Apparently it does. It has an advantage of distributing the work more evenly between the program runs.
Currently the tool reports progress based on the number of files it parsed. But then it takes a lot of time to actually merge all the symbols at the end and the progress is not reported during that time.

The perfect behavior would be to remove duplicates, not just intern them :-) That shouldn't be too hard and it probably even makes sense to have a ToolExecutor that does that.

OK, can we sync up offline with @hokein and decide what to do here? I don't think it makes sense to have both these solutions to the same issue, but I don't have a strong opinion on exactly what we do.
(Other than clearly the right solution is to have a proper MR framework <half-trolling>)

ilya-biryukov added inline comments.Apr 19 2018, 6:00 AM
clangd/global-symbol-builder/GlobalSymbolBuilderMain.cpp
53

Looking at the traces, the threads spend ~6% of mergeSymbols time between Lock(Mut) and for(const Sym....
Improving it might be a good idea, but from my point of view it's not too bad to commit it as is.

Doing it properly is a little complicated in the current setup, since we don't have knobs to create per-thread structs and merge them later.

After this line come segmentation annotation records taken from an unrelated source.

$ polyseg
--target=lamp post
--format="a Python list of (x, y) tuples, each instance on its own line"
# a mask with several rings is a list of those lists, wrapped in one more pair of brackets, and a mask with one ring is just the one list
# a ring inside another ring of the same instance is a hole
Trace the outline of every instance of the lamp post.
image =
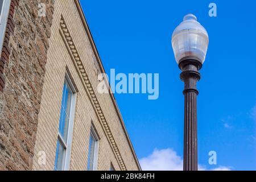
[(198, 170), (196, 82), (200, 78), (199, 71), (205, 60), (208, 43), (207, 31), (191, 14), (184, 17), (172, 34), (172, 48), (182, 71), (180, 78), (184, 82), (184, 171)]

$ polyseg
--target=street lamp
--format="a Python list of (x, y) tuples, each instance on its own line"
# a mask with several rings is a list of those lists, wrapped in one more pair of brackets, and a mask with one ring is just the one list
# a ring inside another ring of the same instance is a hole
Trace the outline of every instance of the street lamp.
[(191, 14), (184, 17), (172, 34), (172, 48), (185, 85), (184, 171), (198, 170), (196, 82), (200, 78), (199, 71), (205, 59), (208, 43), (207, 31)]

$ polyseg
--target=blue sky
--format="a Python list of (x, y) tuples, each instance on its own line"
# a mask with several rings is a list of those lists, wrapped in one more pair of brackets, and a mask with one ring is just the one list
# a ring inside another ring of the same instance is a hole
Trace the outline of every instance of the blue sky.
[[(209, 17), (208, 5), (217, 5)], [(209, 44), (197, 84), (199, 163), (256, 170), (256, 3), (253, 1), (81, 1), (106, 72), (159, 73), (159, 97), (115, 94), (139, 159), (183, 156), (184, 97), (172, 31), (192, 13)], [(208, 164), (216, 151), (217, 165)]]

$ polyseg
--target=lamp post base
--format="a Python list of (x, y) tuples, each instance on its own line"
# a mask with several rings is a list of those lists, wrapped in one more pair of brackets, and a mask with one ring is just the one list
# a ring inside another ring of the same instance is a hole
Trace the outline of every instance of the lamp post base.
[(180, 78), (184, 82), (183, 170), (197, 171), (197, 96), (199, 92), (196, 82), (200, 79), (199, 71), (202, 67), (201, 61), (194, 57), (181, 59), (179, 67), (182, 71)]

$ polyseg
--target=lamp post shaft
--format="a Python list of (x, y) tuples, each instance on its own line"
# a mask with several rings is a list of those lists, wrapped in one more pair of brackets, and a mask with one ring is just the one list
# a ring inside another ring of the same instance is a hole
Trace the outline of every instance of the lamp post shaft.
[(181, 60), (180, 78), (184, 82), (184, 171), (197, 171), (197, 118), (196, 82), (200, 78), (199, 71), (202, 64), (196, 58), (186, 57)]

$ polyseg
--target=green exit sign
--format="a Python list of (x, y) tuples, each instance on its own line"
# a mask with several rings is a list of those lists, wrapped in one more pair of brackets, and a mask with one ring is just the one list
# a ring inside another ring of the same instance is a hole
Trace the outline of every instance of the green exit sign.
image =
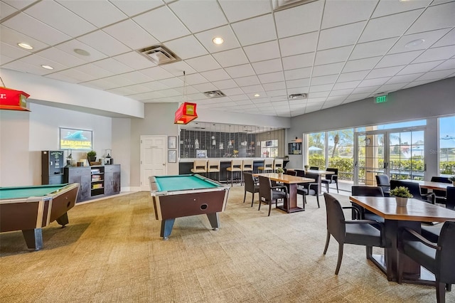
[(384, 103), (387, 102), (387, 95), (376, 97), (376, 103)]

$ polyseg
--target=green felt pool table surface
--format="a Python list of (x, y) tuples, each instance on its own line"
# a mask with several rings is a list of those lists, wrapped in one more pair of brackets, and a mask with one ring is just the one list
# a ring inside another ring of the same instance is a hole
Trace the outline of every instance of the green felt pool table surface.
[(68, 184), (36, 185), (29, 186), (0, 187), (0, 200), (40, 197), (58, 191)]

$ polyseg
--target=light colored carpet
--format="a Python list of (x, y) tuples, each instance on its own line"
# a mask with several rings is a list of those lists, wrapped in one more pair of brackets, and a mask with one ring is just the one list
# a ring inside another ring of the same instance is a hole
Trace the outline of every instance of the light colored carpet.
[(363, 246), (345, 245), (335, 275), (334, 239), (322, 255), (323, 196), (321, 208), (311, 196), (306, 211), (270, 217), (250, 197), (234, 186), (219, 230), (205, 216), (180, 218), (167, 241), (147, 192), (76, 206), (66, 228), (43, 229), (41, 251), (28, 253), (20, 231), (0, 234), (0, 302), (436, 302), (434, 287), (388, 282)]

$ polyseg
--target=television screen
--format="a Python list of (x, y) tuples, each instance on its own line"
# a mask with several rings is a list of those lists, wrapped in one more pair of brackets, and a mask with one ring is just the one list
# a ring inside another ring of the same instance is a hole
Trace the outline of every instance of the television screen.
[(60, 127), (60, 149), (92, 150), (92, 132)]

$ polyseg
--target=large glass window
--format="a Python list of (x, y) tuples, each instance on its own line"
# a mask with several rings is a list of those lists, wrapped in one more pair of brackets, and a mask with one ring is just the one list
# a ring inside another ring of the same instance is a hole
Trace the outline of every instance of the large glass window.
[(455, 174), (455, 116), (439, 118), (439, 174)]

I think this implementation will have problems in a "real" multi-machine MR framework. The lifetime of the Merger is the whole program, with output only coming at the end.
With N workers, each will store >1/N of the symbols (more because of overlap), and the streaming nature of a MR is important to its scaling.

As you know, we rely on this code in such a framework :-)
I would be much happier if we could express these constraints/patterns in the open-source code, I think the most promising approach would be to define a more complete clang mapreduce API in Tooling.
But that's way out of scope in this patch. I'm not really sure what to suggest here, happy to talk through it more tomorrow.

clangd/global-symbol-builder/GlobalSymbolBuilderMain.cpp
56

consider calling this consume, and the member in SymbolIndexActionFactory etc Sink, to emphasize the data flow

ilya-biryukov abandoned this revision.Nov 26 2018, 7:24 AM

This landed as a different change.